Las versiones que más se repiten en la cocina española, como las de Hogarmania y Directo al Paladar, coinciden en lo esencial: calamar limpio, cebolla generosa, vino blanco seco y una cocción tranquila. Yo comparto esa línea porque deja espacio para ajustar la salsa sin volver el plato pesado. Para cuatro personas, una base sensata queda así:
Ingrediente Cantidad orientativa Qué aporta
Calamar limpio 700 g a 1 kg La parte principal del plato y la textura final
Cebolla 2 grandes o 3 medianas Dolzor, salsa y cuerpo
Ajo 1 a 2 dientes Aroma y fondo sin dominar
Aceite de oliva virgen extra 35 a 40 ml Base del sofrito y sensación de cocina casera
Vino blanco seco 100 a 200 ml Acidez, brillo y una salsa más viva
Fumet o agua 0 a 200 ml Más jugo si quieres un guiso menos seco
Sal, pimienta y perejil Al gusto Equilibrio final y frescor
Cayena o brandy Opcional, en poca cantidad Un punto más intenso si te apetece

Si compras el calamar ya limpio, aun así conviene revisarlo: quita restos de pluma, seca bien la superficie con papel y córtalo en anillas o trozos medianos para que se cocine de forma homogénea. Yo prefiero trozos que no sean demasiado pequeños, porque aguantan mejor la cocción y no se deshacen en la cazuela. Esa decisión parece menor, pero cambia bastante el resultado final.

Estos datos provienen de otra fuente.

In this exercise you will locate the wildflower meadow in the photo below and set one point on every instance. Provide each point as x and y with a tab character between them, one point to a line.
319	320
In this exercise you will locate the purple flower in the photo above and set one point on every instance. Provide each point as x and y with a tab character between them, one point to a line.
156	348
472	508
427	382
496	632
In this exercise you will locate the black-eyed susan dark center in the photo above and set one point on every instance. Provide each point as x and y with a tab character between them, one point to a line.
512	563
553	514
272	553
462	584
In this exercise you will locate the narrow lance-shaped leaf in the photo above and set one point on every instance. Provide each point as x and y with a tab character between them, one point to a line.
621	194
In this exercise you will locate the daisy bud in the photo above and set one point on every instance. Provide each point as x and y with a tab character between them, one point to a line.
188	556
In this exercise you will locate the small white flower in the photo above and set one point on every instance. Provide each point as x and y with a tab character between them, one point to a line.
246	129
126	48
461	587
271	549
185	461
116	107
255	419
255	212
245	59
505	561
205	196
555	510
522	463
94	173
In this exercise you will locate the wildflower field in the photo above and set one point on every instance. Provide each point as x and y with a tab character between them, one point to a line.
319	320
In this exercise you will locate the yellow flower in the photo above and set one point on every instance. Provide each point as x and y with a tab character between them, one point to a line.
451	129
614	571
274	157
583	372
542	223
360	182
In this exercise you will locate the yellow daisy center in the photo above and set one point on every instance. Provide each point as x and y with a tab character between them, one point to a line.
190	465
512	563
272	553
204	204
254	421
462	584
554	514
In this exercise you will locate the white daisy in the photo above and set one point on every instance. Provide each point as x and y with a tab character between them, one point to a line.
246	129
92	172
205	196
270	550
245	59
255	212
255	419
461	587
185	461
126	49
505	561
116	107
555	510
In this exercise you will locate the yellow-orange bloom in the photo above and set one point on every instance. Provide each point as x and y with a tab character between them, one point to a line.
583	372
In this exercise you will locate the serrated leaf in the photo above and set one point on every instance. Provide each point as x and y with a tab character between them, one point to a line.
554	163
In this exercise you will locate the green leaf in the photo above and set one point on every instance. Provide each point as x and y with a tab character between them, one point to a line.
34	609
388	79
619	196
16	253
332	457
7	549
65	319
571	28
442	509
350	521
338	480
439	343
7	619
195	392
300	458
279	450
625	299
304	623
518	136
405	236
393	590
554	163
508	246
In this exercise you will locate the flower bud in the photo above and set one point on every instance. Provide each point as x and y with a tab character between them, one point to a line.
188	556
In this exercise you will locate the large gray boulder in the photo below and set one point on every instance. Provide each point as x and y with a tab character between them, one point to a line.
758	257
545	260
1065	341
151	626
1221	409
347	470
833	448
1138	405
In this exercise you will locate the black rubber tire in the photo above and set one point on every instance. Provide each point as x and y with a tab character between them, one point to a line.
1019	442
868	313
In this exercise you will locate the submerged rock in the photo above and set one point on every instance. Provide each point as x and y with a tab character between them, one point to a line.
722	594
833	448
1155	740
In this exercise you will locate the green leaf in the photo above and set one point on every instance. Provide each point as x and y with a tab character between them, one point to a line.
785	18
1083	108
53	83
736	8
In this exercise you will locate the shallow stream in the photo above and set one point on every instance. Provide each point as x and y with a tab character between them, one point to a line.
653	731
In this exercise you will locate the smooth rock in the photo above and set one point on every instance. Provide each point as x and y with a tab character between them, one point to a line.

Calamares encebollados, un plato tradicional español, servido en un cuenco blanco sobre una mesa de madera.

Cómo prepararlo sin que el calamar se endurezca

  1. Pocha primero la cebolla. Calienta el aceite a fuego medio-bajo y cocina la cebolla con una pizca de sal durante 12 a 15 minutos, removiendo de vez en cuando. Debe ablandarse, volverse transparente y empezar a tomar un tono dulce, no dorarse con prisas.

  2. Añade el ajo y el calamar. Incorpora el ajo muy picado, dale apenas unos segundos y suma el calamar. Si vas a usar cayena, este es el momento. En mi experiencia, el objetivo no es sellarlo como un filete, sino mezclarlo con la base para que absorba el sofrito.

  3. Moja con vino blanco seco. Añade entre 100 y 200 ml, sube un poco el fuego para que el alcohol evapore y deja que el conjunto coja coherencia. Si quieres más fondo, puedes añadir después un chorrito de fumet o de agua, pero sin convertirlo en sopa.

  4. Deja que se haga con calma. Tapa parcialmente la cazuela y cocina entre 20 y 30 minutos a fuego suave. Si la salsa se reduce demasiado, añade un poco más de líquido; si te sobra, destapa los últimos 5 minutos. El punto correcto es sencillo de reconocer: el calamar debe quedar tierno, no gomoso, y la salsa, ligada.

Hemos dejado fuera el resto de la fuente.